MultiModalPredictor.extract_embedding#

MultiModalPredictor.extract_embedding(data: Union[DataFrame, dict, list], id_mappings: Optional[Union[Dict[str, Dict], Dict[str, Series]]] = None, return_masks: Optional[bool] = False, as_tensor: Optional[bool] = False, as_pandas: Optional[bool] = False, realtime: Optional[bool] = None, signature: Optional[str] = None)[source]#

Extract features for each sample, i.e., one row in the provided dataframe data.

Parameters
  • data – The data to extract embeddings for. Should contain same column names as training dataset and follow same format (except for the label column).

  • id_mappings – Id-to-content mappings. The contents can be text, image, etc. This is used when data contain the query/response identifiers instead of their contents.

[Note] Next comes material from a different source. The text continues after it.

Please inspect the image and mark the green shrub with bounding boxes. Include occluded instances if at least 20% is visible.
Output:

  • return_masks – If true, returns a mask dictionary, whose keys are the same as those in the features dictionary. If a sample has empty input in feature column image_0, the sample will has mask 0 under key image_0.

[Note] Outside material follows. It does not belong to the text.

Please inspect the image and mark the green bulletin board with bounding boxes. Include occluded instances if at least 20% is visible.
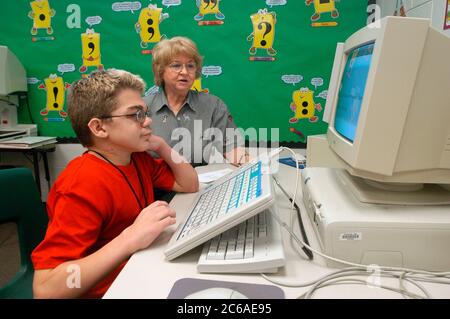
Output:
[0,0,367,142]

  • as_tensor – Whether to return a Pytorch tensor.

  • as_pandas – Whether to return the output as a pandas DataFrame (True) or numpy array (False).

  • realtime – Whether to do realtime inference, which is efficient for small data (default None). If not specified, we would infer it on based on the data modalities and sample number.

  • signature – When using matcher, it can be query or response.

Returns

  • Array of embeddings, corresponding to each row in the given data.

  • It will have shape (#samples, D) where the embedding dimension D is determined

  • by the neural network’s architecture.